Wayland vs. X11 menu grabs. Qt defaults to the xcb (X11) platform plugin even inside a Wayland session, which runs the app through XWayland. On XWayland, X11 menu grabs are often silently rejected by KWin — popups render but clicks don’t register. Forcing QT_QPA_PLATFORM=wayland when a Wayland session is detected fixed it. Detecting the session requires checking three different environment variables because there’s no single authoritative indicator.


What Changed in 0.1.1

The 0.1.1 release is out, with AppImage for Linux, DMGs for both Apple Silicon and Intel macOS, and an NSIS installer for Windows. Most of the surface I wrote about above survived contact with the release; a few things grew past it.

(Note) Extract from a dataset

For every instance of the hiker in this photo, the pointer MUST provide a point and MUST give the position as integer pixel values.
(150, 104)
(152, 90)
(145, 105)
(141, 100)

The JRPG generator got much bigger. What was a handful of subtypes is now 30 styles — title_screen, overworld, combat, boss_fight, town, dungeon, emotional, uplifting, game_over, victory_fanfare, final_boss, sacred, airship, last_dungeon, and on through a small western-flavored cluster (frontier, saloon, showdown, badlands, drifter). They’re grouped into seven parent categories (Town & Village, Boss, Dungeon, Overworld, Combat, Emotional, Sacred) that drive a category → variant picker in the UI, so a style with no category stands alone and a style with one nests under its parent. The other genres (Pop, Jazz, Blues, Classical, Funk, Ambient) exist and work but are less opinionated — JRPG is where the rules got obsessive.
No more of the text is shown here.